Dennis Cardoza is a Democrat, a Representative to Congress from California’s 18th Congressional District in the Central Valley from Stockton to Fresno, home to intense agriculture, most of it conventional, some organic. He is Chairman of the House Agriculture Committee’s Subcommittee on Horticulture and Organic Farming.
Or—at least he was chairman of the Subcommittee. It remains to be seen who will sit in the chairman’s seat now that the Republicans have gained control of the House of Representatives.

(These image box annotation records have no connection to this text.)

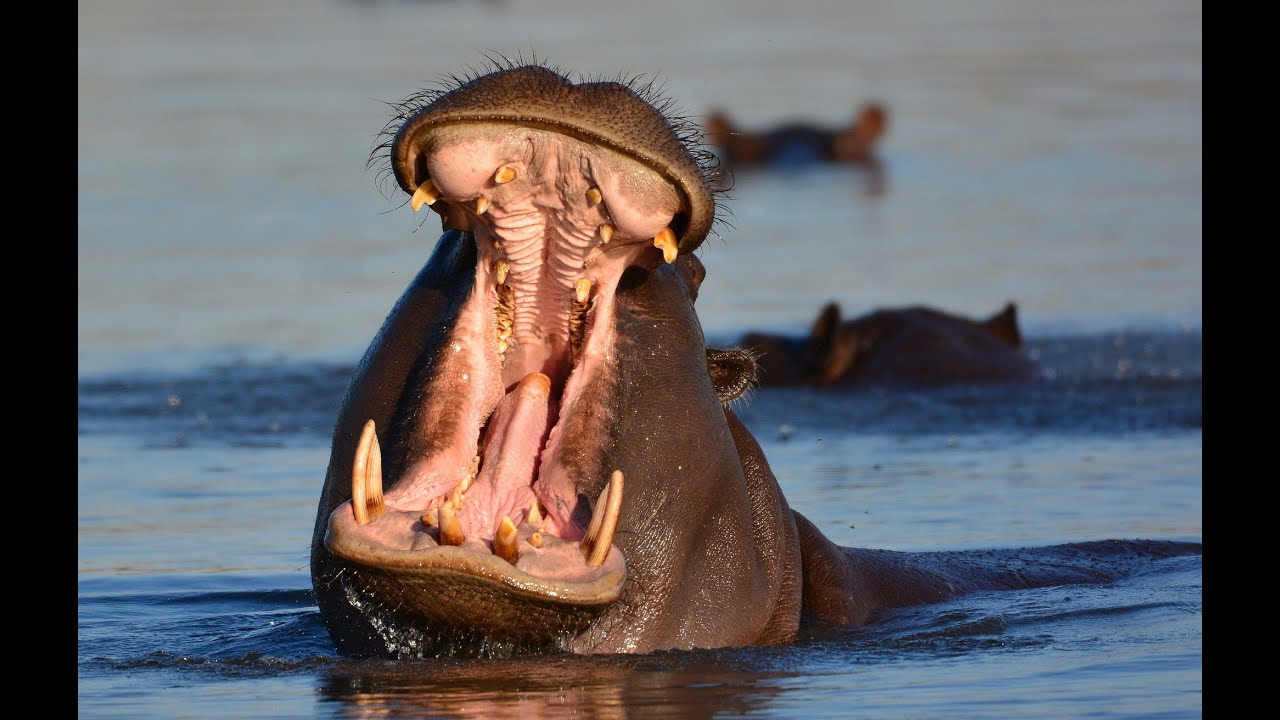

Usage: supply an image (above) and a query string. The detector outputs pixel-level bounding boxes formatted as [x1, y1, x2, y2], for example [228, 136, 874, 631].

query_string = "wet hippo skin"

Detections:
[311, 65, 1199, 657]
[739, 302, 1036, 387]
[704, 102, 888, 167]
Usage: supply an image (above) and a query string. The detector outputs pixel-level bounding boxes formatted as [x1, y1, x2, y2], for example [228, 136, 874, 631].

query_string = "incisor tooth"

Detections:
[653, 228, 680, 263]
[439, 502, 466, 544]
[493, 518, 520, 565]
[579, 470, 622, 568]
[408, 178, 440, 213]
[351, 419, 387, 525]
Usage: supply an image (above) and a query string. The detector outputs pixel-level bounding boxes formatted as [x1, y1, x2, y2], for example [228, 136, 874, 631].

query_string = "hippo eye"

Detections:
[618, 265, 649, 292]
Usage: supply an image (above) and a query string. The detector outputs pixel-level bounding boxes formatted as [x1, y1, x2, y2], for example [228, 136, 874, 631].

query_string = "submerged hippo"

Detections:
[705, 102, 888, 167]
[739, 302, 1036, 387]
[311, 65, 1199, 656]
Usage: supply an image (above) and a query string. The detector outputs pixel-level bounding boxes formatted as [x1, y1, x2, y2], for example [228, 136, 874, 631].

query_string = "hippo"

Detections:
[739, 302, 1036, 387]
[704, 102, 888, 167]
[311, 63, 1199, 657]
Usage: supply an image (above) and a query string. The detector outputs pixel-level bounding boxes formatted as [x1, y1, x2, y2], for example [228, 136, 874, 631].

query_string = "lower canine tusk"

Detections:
[579, 470, 622, 568]
[493, 518, 520, 565]
[653, 228, 680, 264]
[351, 419, 387, 525]
[436, 500, 466, 544]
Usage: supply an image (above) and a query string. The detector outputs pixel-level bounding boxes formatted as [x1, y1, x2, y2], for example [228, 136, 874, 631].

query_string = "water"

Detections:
[77, 0, 1203, 717]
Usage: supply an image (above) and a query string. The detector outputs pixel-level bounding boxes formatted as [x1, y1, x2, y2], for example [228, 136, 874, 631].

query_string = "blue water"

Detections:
[77, 0, 1203, 717]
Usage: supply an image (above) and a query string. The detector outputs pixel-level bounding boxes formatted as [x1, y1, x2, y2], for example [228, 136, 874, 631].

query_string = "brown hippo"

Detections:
[311, 65, 1199, 657]
[739, 302, 1036, 387]
[705, 102, 888, 167]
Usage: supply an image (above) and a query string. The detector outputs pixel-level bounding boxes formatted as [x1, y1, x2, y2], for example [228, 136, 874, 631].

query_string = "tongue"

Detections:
[458, 373, 556, 538]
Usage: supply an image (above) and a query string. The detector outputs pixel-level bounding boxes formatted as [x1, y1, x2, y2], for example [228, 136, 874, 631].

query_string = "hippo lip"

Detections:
[325, 68, 705, 639]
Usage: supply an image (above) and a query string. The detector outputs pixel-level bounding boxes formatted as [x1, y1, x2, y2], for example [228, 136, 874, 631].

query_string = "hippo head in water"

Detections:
[312, 65, 800, 652]
[311, 65, 1198, 657]
[739, 302, 1036, 387]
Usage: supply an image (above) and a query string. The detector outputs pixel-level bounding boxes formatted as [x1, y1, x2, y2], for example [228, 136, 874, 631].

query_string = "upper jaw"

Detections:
[381, 65, 716, 254]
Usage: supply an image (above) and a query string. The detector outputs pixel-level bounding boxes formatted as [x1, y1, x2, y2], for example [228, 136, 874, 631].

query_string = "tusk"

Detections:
[493, 516, 520, 565]
[408, 178, 440, 213]
[653, 227, 680, 264]
[351, 419, 387, 525]
[438, 501, 466, 544]
[579, 470, 622, 568]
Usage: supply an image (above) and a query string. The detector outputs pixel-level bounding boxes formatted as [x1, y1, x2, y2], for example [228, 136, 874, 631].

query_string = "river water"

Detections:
[77, 0, 1203, 717]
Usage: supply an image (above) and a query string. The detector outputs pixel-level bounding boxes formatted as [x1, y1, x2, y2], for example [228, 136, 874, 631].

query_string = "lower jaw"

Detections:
[327, 545, 625, 655]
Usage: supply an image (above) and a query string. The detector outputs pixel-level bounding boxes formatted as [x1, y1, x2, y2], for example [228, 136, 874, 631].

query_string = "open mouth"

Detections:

It could be Rep. Cardoza. He proudly calls himself a Blue Dog Democrat, which is another way of saying either a moderate Democrat or a centrist Republican. The League of Conservation Voters gave him a 65 percent rating on his votes for conservation legislation. That’s not a strong record. In fact, it was 14th from last among the 233 House Democrats in the last Congress. He may look better, however, compared with the corporatist Republicans who will now succeed him.
I contacted many folks in the organic farming community—farmers, activists, members of non-governmental organizations concerned with organic farming—asking if anyone had had contact with Rep. Cardoza, seeking to find out just what he’d done for the organic community, if anything. Only one correspondent had had contact with him—or rather, with his staff. That was a meeting to determine how much money Congress would appropriate for organic farming research and development in the 2010 Omnibus Farm Bill. The staff listened, commented favorably, and had a few ideas to chip into the discussion.
Other than that, Rep. Cardoza doesn’t seem to have been engaged in helping the organic farming community during his term as chairman of the Organic Farming subcommittee. I wrote to him two years ago asking him to recount for me any help he’d given organic farmers. Neither he nor anyone on his staff bothered to respond.
In fairness to Rep. Cardoza, his district is the heart of Big Ag, and conventional farmers make up the bulk of his constituency. They, too, need a Congressperson to represent them.
But it seems that once again, organic farmers are given short shrift. And that’s too bad, since organic farming is the only way to reclaim the Central Valley’s chemically-drenched landscape and clean it up for a sustainable future. The Central Valley is among the most polluted places on the planet because of the overuse of agricultural chemicals of all kinds there. Rep. Cardoza could have chosen to be a brave leader and carry the banner of organic farming—but it probably would have been political suicide. But maybe not. Times they are a-changin’. Organic food production is closing in on the $30 billion a year mark. Maybe some of those conventional farmers would have liked to have had an alternative to the use of poisons to grow their crops. Maybe the farm workers deserve better than to work in hazmat suits in the fields—or, worse, work without hazmat suits. Maybe an organic environment would have been safer for the kids growing up in the 18th District. Maybe the alternatives can both be offered and given real support—both conventional and organic.
I will report back in this space about the next chairman of the Subcommittee on Horticulture and Organic Agriculture. Maybe he or she will actually do something to support organic farming. I don’t want to be cynical, but I doubt it.